Old Religion Time-Out

A commenter asked on my last post how we're planning to deal with religion, guessing that we're Jewish. We are actually not Jewish - I spent my Uni years as the token shiksa in my group of friends, and it's had a semi-permanent effect on my vocabulary. I was raised Catholic, the husband was raised with no religion at all, and he's pretty uncomfortable with spirituality as an adult. A lot of that discomfort is because the most sensational - and therefore most accessable to an outsider - image of religious people in America today is that of Jesus camp bible thumpers who are emphatically anti-science. B is emphatically for science, and so him the battle lines are drawn. I did finally get him, this month, to commit to going with me to the Unitarian Universalist church near us once a month for the next three months - this was a Big Win for religion. Usually when somebody asks, he says that he got his religious faith off a bumper sticker.

But that doesn't mean that we don't anticipate a problem with the meshing of religions. As the crow flies, we live about halfway between Regent University and Liberty University, and it's not terribly uncommon to find "takes her bible with her everywhere" in the listings for kids in our state. A kid who wants to go on field trips to creationist museums and who prays loudly for our salvation, I just don't see how we'd bond. And "writes apologias for Fred Phelps" would definitely fit in the "Unacceptable" category for kids we're considering.

So I guess the answer is that we don't know how we're going to make this work. We just know that we're going to make it work and we'll have to figure out the how as we go.


  1. I think a willingness to be flexible and a commitment to be respectful and supportive of their beliefs is all you can do.

    Of course if their beliefs do not allow them to accept you, well, that a different challenge. Whether and how that gets worked out is a question that can only be addressed when you have actual people to deal with.

  2. We are Jewish and our foster daughter (S) is Mormon. Both my wife and I were brought up to respect other peoples religion, so for the first time in our lives, we have a Christmas Tree in our house. We went to the cut your own farm and S picked out a tree and she loves it. She also loved the Potato Latkes and lighting the Menorah for Hanukkah.

  3. That's kind of where we are with it. The only thing that's important to us about it is that it not be important enough to any of us that we can't all just get along together.

    When I was in high school, I had a friend who was a Southern Baptist who was VERY concerned about my Catholicism. Unfortunately, she decided that a sleepover at her place was a captive audience/conversion opportunity. I remember being desperate for sleep and telling her "you say to-may-to, I say to-mah-to" and she, very excitedly exclaimed "but you don't say tomahto - you say tomayto, yesterday in the cafeteria I heard you say 'tomayto soup!'" and that's when I had an enlightenment moment about literalism, religious and otherwise.

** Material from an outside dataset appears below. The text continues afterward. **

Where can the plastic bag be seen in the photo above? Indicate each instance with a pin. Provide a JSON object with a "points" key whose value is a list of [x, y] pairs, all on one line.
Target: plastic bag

    We grow 'em crazy round here, is all I can say. I'm just hoping that AnnieOliver will have come out of The System with a philosophy along the "not everybody has to be alike or believe alike for us all to muddle along in fairly close proximity to each other." Honestly, I don't see how you could survive The System otherwise.

  4. Is there a reason why they don't place children in homes with foster parents of similar beliefs? It seems that would solve a heck of an awful lot to me.